Darty Hines, Cr.Photog., who will present the session “How to Get Noticed in the Crowd” at Imaging USA 2018, offers tips:

  • Get social, really. It’s one thing to open a social media account for your business; it’s another to really engage with your audience. To rev up the interaction, post questions and respond to answers and comments. “There is nothing worse than putting questions out there on social media and not commenting on your followers’ responses,” Hines says.
  • Tell stories. “Instagram is one of the best platforms for photographers,” says Hines. Even though the social media network is now allowing advertising, you’re still better off telling your studio’s story through your own posts. By stories, he means, for example, a photo diary of a wall portrait—from session to framing to wall hanging at the client’s home.
  • Be thumb worthy. Most of us use our thumbs to scroll through posts on our phones, but have you ever stopped to think what makes your thumb stop? Thinking about what makes you stop to look at something will inform your own posts. Take the time to post something unique.
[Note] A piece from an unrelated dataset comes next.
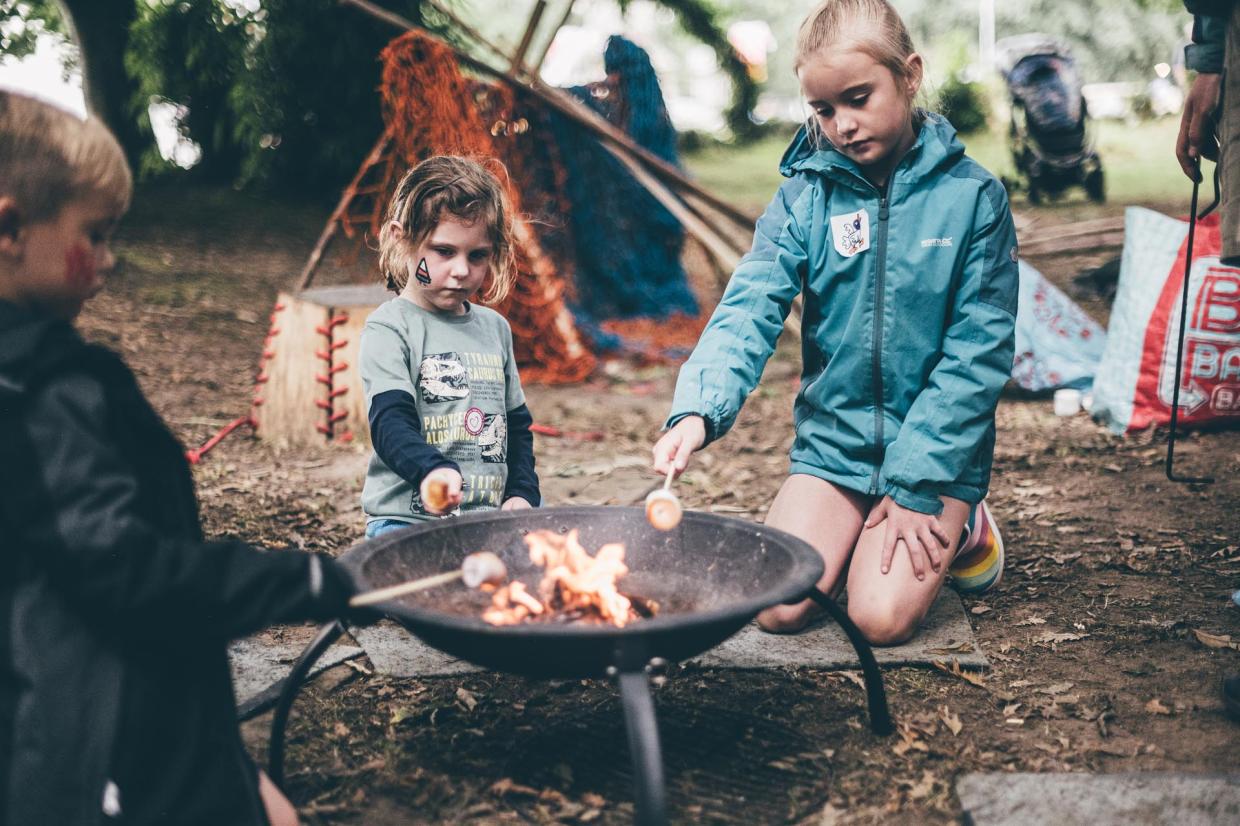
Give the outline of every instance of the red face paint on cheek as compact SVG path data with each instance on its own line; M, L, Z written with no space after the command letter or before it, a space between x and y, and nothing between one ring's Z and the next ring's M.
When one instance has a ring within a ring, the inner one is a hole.
M95 282L94 258L82 244L64 253L64 283L73 289L88 289Z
  • Blog. Blogging is not dead, says Hines. Social media shouldn’t be your only marketing outlet. (Keep in mind that Facebook’s constantly changing algorithms make it hard to know which, if any, of your posts followers will see.) Plus, Google loves blogs. Pointing social media followers to your blog will help it gain more subscribers. And when folks subscribe to your blog, you have more control over what they’re seeing of your brand.
  • Get those emails. What’s the first thing people do in the morning? Check email. So use social media to lead followers to your website—for example, to download a PDF on what to wear for a portrait session—and in the process collect their email addresses. “If you provide valuable information, clients will be more than happy to share an email address,” he says. Once you have contact information, add them to your email list. Then make sure your email subject lines and content are “thumb worthy.”  

Amanda Arnold is associate editor of Professional Photographer.